Peggy shook her head helplessly, unable to suggest any satisfactory explanation for Graham's singular omission. Ruth continued, gradually losing her self-control, as she summed up the evidence against the brother she adored.
"That would be queer, Peggy, and it would make me feel dreadfully hurt, but, of course, Graham isn't obliged to tell me about his friends unless he chooses to. That isn't the worst part. You see he's giving her presents, things that cost a lot. It was a pendant this week, and a brooch last, and now she's hinting for a ring."
"Yes, he must think a great deal of her," Peggy acknowledged gravely.
"But Graham hasn't any money of his own. Father's doing it all, and the worst of it is, that Graham's expenses are so heavy this year that father is having a real hard time. He spoke to Graham about it not a week ago, and asked him to be as careful as he could, and Graham talked so beautifully about it, and he wanted to give up lots of things, and father said no, and that he'd get hold of the money somehow. And after all that, Graham has bought jewelry for this Maud."
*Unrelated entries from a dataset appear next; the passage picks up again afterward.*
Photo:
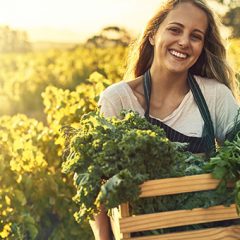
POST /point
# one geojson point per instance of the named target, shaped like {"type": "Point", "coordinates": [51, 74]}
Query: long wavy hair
{"type": "Point", "coordinates": [211, 63]}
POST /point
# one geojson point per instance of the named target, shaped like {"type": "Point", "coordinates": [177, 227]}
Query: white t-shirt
{"type": "Point", "coordinates": [186, 119]}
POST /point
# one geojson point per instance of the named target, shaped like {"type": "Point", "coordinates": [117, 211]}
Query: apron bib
{"type": "Point", "coordinates": [204, 144]}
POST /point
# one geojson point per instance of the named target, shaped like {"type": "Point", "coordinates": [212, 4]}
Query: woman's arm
{"type": "Point", "coordinates": [101, 226]}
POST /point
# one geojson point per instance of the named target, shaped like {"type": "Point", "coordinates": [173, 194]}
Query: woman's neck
{"type": "Point", "coordinates": [168, 84]}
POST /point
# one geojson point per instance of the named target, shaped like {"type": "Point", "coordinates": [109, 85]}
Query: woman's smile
{"type": "Point", "coordinates": [177, 54]}
{"type": "Point", "coordinates": [179, 40]}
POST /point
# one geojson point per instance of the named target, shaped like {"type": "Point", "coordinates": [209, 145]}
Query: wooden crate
{"type": "Point", "coordinates": [123, 224]}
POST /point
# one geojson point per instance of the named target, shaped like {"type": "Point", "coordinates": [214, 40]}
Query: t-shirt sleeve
{"type": "Point", "coordinates": [226, 112]}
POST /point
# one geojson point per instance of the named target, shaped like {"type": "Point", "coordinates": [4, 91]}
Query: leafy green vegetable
{"type": "Point", "coordinates": [111, 157]}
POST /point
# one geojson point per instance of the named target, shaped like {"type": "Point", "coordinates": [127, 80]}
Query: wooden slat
{"type": "Point", "coordinates": [177, 218]}
{"type": "Point", "coordinates": [227, 233]}
{"type": "Point", "coordinates": [124, 212]}
{"type": "Point", "coordinates": [169, 186]}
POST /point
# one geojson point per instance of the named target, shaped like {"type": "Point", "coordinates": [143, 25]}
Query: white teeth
{"type": "Point", "coordinates": [177, 54]}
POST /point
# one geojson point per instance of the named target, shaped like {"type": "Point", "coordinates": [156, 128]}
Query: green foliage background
{"type": "Point", "coordinates": [41, 92]}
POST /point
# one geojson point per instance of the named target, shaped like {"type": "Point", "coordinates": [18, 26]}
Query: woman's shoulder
{"type": "Point", "coordinates": [212, 88]}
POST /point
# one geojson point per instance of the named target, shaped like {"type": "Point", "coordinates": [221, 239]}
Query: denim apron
{"type": "Point", "coordinates": [203, 144]}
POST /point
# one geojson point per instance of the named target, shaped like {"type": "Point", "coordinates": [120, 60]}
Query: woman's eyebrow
{"type": "Point", "coordinates": [181, 25]}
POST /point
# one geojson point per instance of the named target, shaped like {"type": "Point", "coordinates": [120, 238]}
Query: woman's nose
{"type": "Point", "coordinates": [183, 41]}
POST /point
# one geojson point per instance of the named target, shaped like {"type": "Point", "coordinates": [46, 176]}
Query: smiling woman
{"type": "Point", "coordinates": [179, 80]}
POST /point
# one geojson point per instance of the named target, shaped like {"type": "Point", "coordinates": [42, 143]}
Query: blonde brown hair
{"type": "Point", "coordinates": [212, 62]}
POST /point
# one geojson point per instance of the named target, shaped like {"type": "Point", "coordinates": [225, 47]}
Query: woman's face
{"type": "Point", "coordinates": [179, 40]}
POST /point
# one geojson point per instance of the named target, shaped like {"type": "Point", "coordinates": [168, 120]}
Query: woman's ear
{"type": "Point", "coordinates": [151, 39]}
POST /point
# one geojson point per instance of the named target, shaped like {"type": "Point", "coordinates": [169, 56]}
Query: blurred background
{"type": "Point", "coordinates": [55, 59]}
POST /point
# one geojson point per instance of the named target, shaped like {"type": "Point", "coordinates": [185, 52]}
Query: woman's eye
{"type": "Point", "coordinates": [175, 30]}
{"type": "Point", "coordinates": [196, 37]}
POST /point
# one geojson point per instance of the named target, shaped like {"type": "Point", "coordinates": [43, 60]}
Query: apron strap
{"type": "Point", "coordinates": [208, 130]}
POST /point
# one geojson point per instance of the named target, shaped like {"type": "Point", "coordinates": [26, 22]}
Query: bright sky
{"type": "Point", "coordinates": [74, 20]}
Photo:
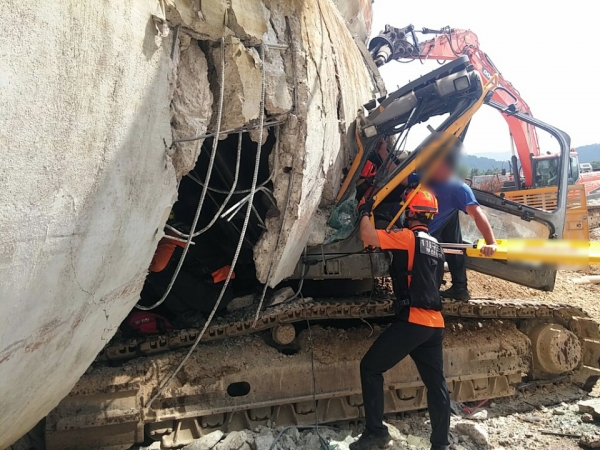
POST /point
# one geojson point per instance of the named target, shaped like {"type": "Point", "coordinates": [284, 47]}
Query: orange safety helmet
{"type": "Point", "coordinates": [424, 202]}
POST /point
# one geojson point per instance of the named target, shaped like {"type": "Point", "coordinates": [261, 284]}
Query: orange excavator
{"type": "Point", "coordinates": [537, 170]}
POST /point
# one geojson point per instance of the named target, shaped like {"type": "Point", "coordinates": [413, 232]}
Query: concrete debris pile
{"type": "Point", "coordinates": [130, 110]}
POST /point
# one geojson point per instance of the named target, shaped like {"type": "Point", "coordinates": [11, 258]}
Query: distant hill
{"type": "Point", "coordinates": [489, 161]}
{"type": "Point", "coordinates": [589, 153]}
{"type": "Point", "coordinates": [498, 156]}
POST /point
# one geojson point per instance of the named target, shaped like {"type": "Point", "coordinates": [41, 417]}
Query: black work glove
{"type": "Point", "coordinates": [365, 207]}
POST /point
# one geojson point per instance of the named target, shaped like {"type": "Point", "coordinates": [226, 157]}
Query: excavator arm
{"type": "Point", "coordinates": [450, 44]}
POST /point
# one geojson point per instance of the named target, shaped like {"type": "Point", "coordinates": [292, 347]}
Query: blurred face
{"type": "Point", "coordinates": [442, 173]}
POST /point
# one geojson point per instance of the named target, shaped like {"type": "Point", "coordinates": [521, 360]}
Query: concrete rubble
{"type": "Point", "coordinates": [96, 174]}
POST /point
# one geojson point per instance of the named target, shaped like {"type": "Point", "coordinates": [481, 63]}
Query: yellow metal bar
{"type": "Point", "coordinates": [553, 251]}
{"type": "Point", "coordinates": [354, 166]}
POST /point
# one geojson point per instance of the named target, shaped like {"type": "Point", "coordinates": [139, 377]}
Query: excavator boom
{"type": "Point", "coordinates": [448, 45]}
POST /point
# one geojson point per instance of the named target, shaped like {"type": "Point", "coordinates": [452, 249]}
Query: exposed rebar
{"type": "Point", "coordinates": [203, 195]}
{"type": "Point", "coordinates": [240, 242]}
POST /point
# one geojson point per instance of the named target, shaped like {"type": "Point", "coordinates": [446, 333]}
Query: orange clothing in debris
{"type": "Point", "coordinates": [404, 239]}
{"type": "Point", "coordinates": [163, 255]}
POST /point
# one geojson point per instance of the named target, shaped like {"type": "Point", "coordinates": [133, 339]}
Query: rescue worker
{"type": "Point", "coordinates": [454, 196]}
{"type": "Point", "coordinates": [417, 269]}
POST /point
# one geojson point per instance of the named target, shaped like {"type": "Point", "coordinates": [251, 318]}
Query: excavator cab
{"type": "Point", "coordinates": [547, 167]}
{"type": "Point", "coordinates": [455, 90]}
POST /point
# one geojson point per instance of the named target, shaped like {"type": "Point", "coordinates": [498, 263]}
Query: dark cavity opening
{"type": "Point", "coordinates": [238, 389]}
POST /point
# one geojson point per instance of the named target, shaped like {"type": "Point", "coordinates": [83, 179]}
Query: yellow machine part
{"type": "Point", "coordinates": [542, 251]}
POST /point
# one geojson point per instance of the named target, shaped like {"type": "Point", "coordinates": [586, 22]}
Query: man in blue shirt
{"type": "Point", "coordinates": [453, 196]}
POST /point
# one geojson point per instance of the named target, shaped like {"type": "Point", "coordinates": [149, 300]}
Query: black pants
{"type": "Point", "coordinates": [424, 345]}
{"type": "Point", "coordinates": [450, 232]}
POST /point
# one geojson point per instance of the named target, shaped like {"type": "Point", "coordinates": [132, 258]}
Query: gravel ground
{"type": "Point", "coordinates": [537, 417]}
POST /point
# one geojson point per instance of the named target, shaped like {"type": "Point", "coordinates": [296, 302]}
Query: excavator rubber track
{"type": "Point", "coordinates": [241, 382]}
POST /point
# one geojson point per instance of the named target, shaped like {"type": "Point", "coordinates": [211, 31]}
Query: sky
{"type": "Point", "coordinates": [547, 50]}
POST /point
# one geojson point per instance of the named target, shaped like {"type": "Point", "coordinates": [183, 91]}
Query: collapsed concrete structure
{"type": "Point", "coordinates": [92, 103]}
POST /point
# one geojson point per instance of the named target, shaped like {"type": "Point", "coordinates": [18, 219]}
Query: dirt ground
{"type": "Point", "coordinates": [537, 417]}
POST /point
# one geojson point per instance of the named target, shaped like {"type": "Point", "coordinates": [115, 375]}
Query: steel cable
{"type": "Point", "coordinates": [240, 242]}
{"type": "Point", "coordinates": [203, 195]}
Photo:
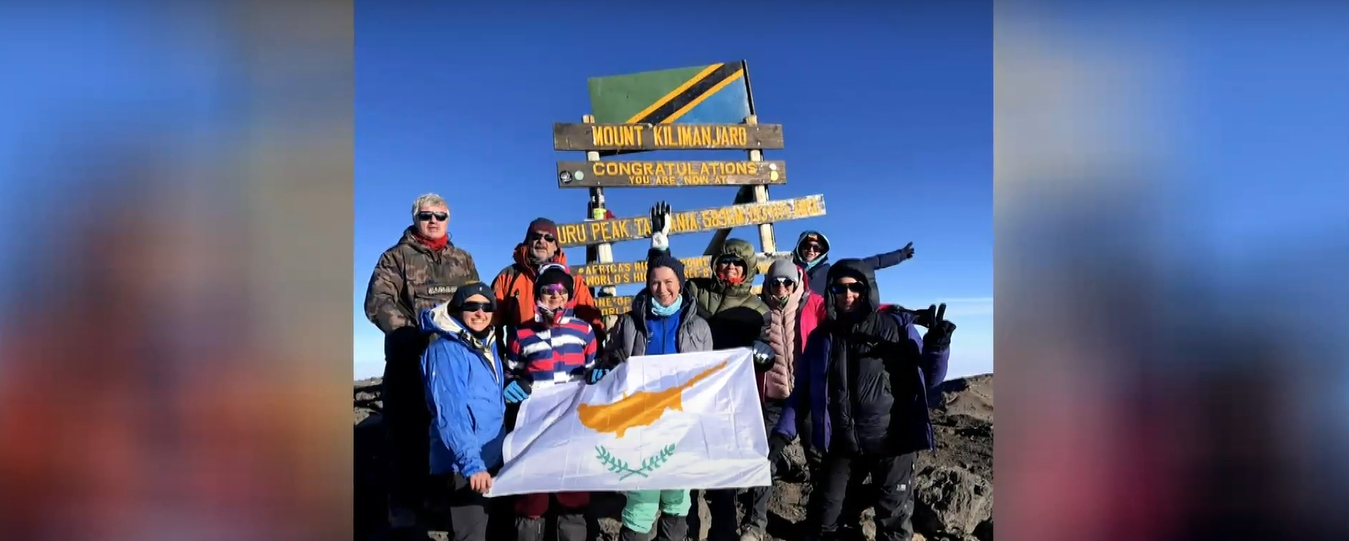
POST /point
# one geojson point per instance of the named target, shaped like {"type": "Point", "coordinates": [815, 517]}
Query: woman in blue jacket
{"type": "Point", "coordinates": [463, 377]}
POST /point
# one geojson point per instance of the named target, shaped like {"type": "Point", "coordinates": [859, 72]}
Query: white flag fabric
{"type": "Point", "coordinates": [656, 422]}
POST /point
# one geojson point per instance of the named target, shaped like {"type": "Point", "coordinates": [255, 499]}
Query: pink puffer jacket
{"type": "Point", "coordinates": [791, 324]}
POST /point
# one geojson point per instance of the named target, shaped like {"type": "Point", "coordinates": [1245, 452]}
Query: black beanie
{"type": "Point", "coordinates": [463, 293]}
{"type": "Point", "coordinates": [553, 273]}
{"type": "Point", "coordinates": [665, 261]}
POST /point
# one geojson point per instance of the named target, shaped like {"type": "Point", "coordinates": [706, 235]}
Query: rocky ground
{"type": "Point", "coordinates": [954, 486]}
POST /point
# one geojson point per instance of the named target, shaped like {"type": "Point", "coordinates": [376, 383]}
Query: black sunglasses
{"type": "Point", "coordinates": [851, 286]}
{"type": "Point", "coordinates": [476, 306]}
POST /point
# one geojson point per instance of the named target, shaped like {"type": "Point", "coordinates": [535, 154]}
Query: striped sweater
{"type": "Point", "coordinates": [547, 355]}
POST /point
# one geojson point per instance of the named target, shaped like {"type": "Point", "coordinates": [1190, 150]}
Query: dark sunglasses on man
{"type": "Point", "coordinates": [476, 306]}
{"type": "Point", "coordinates": [838, 289]}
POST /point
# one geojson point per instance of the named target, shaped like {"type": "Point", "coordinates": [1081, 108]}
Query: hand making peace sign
{"type": "Point", "coordinates": [939, 329]}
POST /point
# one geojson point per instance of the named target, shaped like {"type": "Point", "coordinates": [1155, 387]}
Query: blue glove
{"type": "Point", "coordinates": [764, 355]}
{"type": "Point", "coordinates": [515, 391]}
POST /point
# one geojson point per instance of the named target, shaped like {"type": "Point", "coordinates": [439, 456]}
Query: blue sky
{"type": "Point", "coordinates": [886, 111]}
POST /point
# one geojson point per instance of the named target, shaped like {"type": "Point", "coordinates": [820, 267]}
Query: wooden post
{"type": "Point", "coordinates": [766, 242]}
{"type": "Point", "coordinates": [742, 196]}
{"type": "Point", "coordinates": [603, 252]}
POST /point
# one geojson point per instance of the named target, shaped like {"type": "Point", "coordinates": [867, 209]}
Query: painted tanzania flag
{"type": "Point", "coordinates": [716, 93]}
{"type": "Point", "coordinates": [657, 422]}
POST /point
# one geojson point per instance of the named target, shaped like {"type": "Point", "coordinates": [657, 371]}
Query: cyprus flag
{"type": "Point", "coordinates": [657, 422]}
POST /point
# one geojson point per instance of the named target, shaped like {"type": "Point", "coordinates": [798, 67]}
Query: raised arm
{"type": "Point", "coordinates": [889, 259]}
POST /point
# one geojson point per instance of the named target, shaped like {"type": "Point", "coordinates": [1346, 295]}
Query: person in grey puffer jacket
{"type": "Point", "coordinates": [663, 321]}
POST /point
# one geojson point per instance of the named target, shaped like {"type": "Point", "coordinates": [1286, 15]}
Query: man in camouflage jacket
{"type": "Point", "coordinates": [418, 273]}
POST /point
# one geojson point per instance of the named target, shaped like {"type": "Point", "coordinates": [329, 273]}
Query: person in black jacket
{"type": "Point", "coordinates": [812, 255]}
{"type": "Point", "coordinates": [870, 363]}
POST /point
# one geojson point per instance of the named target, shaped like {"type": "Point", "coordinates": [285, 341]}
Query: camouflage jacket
{"type": "Point", "coordinates": [410, 278]}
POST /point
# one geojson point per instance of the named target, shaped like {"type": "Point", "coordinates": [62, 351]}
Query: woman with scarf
{"type": "Point", "coordinates": [552, 348]}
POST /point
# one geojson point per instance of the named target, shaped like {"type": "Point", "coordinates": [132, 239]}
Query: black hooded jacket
{"type": "Point", "coordinates": [872, 360]}
{"type": "Point", "coordinates": [818, 273]}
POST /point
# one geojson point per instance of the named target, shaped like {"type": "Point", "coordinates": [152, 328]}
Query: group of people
{"type": "Point", "coordinates": [850, 375]}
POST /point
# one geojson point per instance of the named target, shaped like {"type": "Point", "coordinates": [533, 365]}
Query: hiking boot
{"type": "Point", "coordinates": [752, 533]}
{"type": "Point", "coordinates": [627, 534]}
{"type": "Point", "coordinates": [671, 528]}
{"type": "Point", "coordinates": [529, 529]}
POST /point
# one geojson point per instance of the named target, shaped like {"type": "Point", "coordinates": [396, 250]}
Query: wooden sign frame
{"type": "Point", "coordinates": [691, 221]}
{"type": "Point", "coordinates": [667, 136]}
{"type": "Point", "coordinates": [669, 173]}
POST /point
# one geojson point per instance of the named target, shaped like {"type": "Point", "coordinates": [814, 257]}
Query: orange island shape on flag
{"type": "Point", "coordinates": [638, 409]}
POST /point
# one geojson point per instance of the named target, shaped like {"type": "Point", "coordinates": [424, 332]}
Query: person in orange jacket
{"type": "Point", "coordinates": [514, 285]}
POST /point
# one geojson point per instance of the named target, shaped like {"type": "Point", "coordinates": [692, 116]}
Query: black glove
{"type": "Point", "coordinates": [658, 211]}
{"type": "Point", "coordinates": [907, 251]}
{"type": "Point", "coordinates": [939, 331]}
{"type": "Point", "coordinates": [776, 443]}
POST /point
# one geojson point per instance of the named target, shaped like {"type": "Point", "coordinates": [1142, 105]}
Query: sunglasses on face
{"type": "Point", "coordinates": [851, 286]}
{"type": "Point", "coordinates": [476, 306]}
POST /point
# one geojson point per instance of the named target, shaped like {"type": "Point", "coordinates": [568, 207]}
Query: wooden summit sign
{"type": "Point", "coordinates": [667, 174]}
{"type": "Point", "coordinates": [691, 221]}
{"type": "Point", "coordinates": [667, 136]}
{"type": "Point", "coordinates": [621, 305]}
{"type": "Point", "coordinates": [618, 274]}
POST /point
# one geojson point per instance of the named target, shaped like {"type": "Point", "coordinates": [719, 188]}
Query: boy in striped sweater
{"type": "Point", "coordinates": [552, 348]}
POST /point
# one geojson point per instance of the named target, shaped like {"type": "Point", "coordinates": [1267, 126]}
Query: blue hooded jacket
{"type": "Point", "coordinates": [463, 378]}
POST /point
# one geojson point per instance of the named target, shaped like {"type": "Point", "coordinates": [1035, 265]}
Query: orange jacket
{"type": "Point", "coordinates": [514, 288]}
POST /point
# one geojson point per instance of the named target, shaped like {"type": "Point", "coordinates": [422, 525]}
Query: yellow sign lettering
{"type": "Point", "coordinates": [725, 217]}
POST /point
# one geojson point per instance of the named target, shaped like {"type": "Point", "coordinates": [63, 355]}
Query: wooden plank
{"type": "Point", "coordinates": [621, 305]}
{"type": "Point", "coordinates": [669, 174]}
{"type": "Point", "coordinates": [691, 221]}
{"type": "Point", "coordinates": [742, 196]}
{"type": "Point", "coordinates": [667, 136]}
{"type": "Point", "coordinates": [617, 274]}
{"type": "Point", "coordinates": [680, 95]}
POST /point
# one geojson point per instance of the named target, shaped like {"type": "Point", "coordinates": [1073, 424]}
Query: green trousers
{"type": "Point", "coordinates": [640, 511]}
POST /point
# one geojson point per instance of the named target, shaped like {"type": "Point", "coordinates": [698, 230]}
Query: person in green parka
{"type": "Point", "coordinates": [738, 319]}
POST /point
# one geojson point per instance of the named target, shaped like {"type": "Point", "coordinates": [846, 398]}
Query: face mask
{"type": "Point", "coordinates": [667, 310]}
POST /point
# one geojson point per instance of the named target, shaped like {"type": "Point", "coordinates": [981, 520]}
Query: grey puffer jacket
{"type": "Point", "coordinates": [630, 332]}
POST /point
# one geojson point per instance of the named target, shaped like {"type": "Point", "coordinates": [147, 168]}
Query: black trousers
{"type": "Point", "coordinates": [756, 513]}
{"type": "Point", "coordinates": [839, 498]}
{"type": "Point", "coordinates": [470, 511]}
{"type": "Point", "coordinates": [406, 424]}
{"type": "Point", "coordinates": [814, 458]}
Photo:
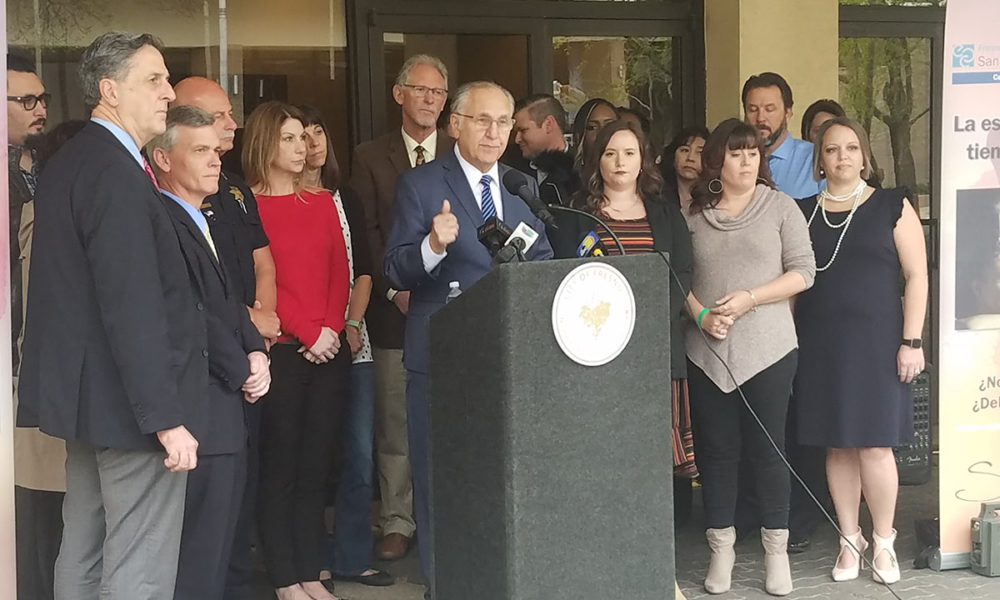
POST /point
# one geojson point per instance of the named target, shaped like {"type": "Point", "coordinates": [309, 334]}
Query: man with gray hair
{"type": "Point", "coordinates": [115, 355]}
{"type": "Point", "coordinates": [421, 90]}
{"type": "Point", "coordinates": [186, 160]}
{"type": "Point", "coordinates": [461, 189]}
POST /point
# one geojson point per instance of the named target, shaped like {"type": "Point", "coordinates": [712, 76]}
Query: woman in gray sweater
{"type": "Point", "coordinates": [752, 253]}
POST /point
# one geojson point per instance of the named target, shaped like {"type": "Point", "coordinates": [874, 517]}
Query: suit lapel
{"type": "Point", "coordinates": [459, 185]}
{"type": "Point", "coordinates": [397, 154]}
{"type": "Point", "coordinates": [193, 231]}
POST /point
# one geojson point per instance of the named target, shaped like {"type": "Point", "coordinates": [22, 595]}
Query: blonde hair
{"type": "Point", "coordinates": [261, 140]}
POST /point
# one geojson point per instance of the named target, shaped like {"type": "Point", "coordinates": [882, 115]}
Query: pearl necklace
{"type": "Point", "coordinates": [820, 204]}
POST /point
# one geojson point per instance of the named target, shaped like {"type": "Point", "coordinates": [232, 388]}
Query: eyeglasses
{"type": "Point", "coordinates": [483, 122]}
{"type": "Point", "coordinates": [31, 101]}
{"type": "Point", "coordinates": [421, 91]}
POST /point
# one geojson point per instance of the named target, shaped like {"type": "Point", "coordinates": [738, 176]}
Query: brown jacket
{"type": "Point", "coordinates": [39, 459]}
{"type": "Point", "coordinates": [377, 165]}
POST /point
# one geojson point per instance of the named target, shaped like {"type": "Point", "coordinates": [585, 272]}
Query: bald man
{"type": "Point", "coordinates": [243, 248]}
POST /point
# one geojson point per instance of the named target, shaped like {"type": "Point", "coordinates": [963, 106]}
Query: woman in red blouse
{"type": "Point", "coordinates": [310, 363]}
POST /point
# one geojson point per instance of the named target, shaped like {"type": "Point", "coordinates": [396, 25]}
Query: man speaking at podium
{"type": "Point", "coordinates": [434, 241]}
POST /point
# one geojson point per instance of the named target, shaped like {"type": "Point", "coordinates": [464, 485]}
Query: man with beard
{"type": "Point", "coordinates": [539, 129]}
{"type": "Point", "coordinates": [767, 105]}
{"type": "Point", "coordinates": [26, 111]}
{"type": "Point", "coordinates": [39, 474]}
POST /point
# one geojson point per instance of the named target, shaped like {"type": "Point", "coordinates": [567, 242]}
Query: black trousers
{"type": "Point", "coordinates": [211, 508]}
{"type": "Point", "coordinates": [239, 579]}
{"type": "Point", "coordinates": [725, 431]}
{"type": "Point", "coordinates": [810, 463]}
{"type": "Point", "coordinates": [298, 436]}
{"type": "Point", "coordinates": [38, 528]}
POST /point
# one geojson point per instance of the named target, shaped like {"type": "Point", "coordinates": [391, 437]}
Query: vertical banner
{"type": "Point", "coordinates": [970, 274]}
{"type": "Point", "coordinates": [7, 584]}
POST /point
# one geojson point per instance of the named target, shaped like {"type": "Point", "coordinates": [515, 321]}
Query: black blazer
{"type": "Point", "coordinates": [231, 336]}
{"type": "Point", "coordinates": [114, 344]}
{"type": "Point", "coordinates": [671, 235]}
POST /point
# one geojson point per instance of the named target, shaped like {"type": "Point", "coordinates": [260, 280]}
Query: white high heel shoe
{"type": "Point", "coordinates": [849, 573]}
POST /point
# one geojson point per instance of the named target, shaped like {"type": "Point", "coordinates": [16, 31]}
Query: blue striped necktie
{"type": "Point", "coordinates": [489, 209]}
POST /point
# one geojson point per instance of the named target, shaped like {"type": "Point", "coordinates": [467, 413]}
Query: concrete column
{"type": "Point", "coordinates": [797, 39]}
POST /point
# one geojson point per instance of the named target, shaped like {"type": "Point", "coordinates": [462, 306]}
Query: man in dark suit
{"type": "Point", "coordinates": [245, 252]}
{"type": "Point", "coordinates": [39, 471]}
{"type": "Point", "coordinates": [114, 357]}
{"type": "Point", "coordinates": [421, 89]}
{"type": "Point", "coordinates": [187, 165]}
{"type": "Point", "coordinates": [434, 242]}
{"type": "Point", "coordinates": [539, 131]}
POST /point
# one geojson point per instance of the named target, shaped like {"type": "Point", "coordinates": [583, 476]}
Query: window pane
{"type": "Point", "coordinates": [885, 83]}
{"type": "Point", "coordinates": [636, 72]}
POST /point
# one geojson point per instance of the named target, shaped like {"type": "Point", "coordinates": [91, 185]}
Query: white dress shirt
{"type": "Point", "coordinates": [473, 175]}
{"type": "Point", "coordinates": [429, 145]}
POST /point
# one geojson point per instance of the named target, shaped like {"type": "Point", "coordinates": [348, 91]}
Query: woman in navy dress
{"type": "Point", "coordinates": [859, 346]}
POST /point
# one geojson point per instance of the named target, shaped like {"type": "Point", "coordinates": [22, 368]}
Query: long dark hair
{"type": "Point", "coordinates": [667, 168]}
{"type": "Point", "coordinates": [329, 175]}
{"type": "Point", "coordinates": [649, 183]}
{"type": "Point", "coordinates": [826, 105]}
{"type": "Point", "coordinates": [731, 134]}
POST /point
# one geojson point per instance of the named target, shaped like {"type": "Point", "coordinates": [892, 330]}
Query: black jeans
{"type": "Point", "coordinates": [300, 422]}
{"type": "Point", "coordinates": [38, 526]}
{"type": "Point", "coordinates": [724, 430]}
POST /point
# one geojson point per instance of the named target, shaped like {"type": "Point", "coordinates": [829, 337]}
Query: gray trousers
{"type": "Point", "coordinates": [123, 513]}
{"type": "Point", "coordinates": [392, 449]}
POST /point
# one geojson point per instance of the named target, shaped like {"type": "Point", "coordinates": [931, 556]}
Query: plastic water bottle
{"type": "Point", "coordinates": [453, 292]}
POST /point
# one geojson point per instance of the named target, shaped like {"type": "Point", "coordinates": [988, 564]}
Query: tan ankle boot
{"type": "Point", "coordinates": [777, 572]}
{"type": "Point", "coordinates": [720, 568]}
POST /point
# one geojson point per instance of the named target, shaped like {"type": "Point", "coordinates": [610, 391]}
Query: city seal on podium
{"type": "Point", "coordinates": [593, 314]}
Peggy made no effort to check her friend's wild outburst of weeping. Under the circumstances it would do Ruth good to cry. She looked with a sense of shrinking disgust at the letter on the floor, as if it had been some sort of loathsome creature. "How could he?" she said to herself, as Graham's frank, handsome face flashed out on the screen of her memory. Only that morning she had seen Graham and his father pass. The older man was listening to something the younger was saying, smiling a little, and the look he bent upon his son was full of trust and confidence. And all the time Graham had been deceiving him, taking the money which meant sacrifices in the home, to buy costly presents for a girl whose name he had never mentioned to his sister. It was no wonder that Ruth cried. Sunny Peggy felt sick and disillusioned.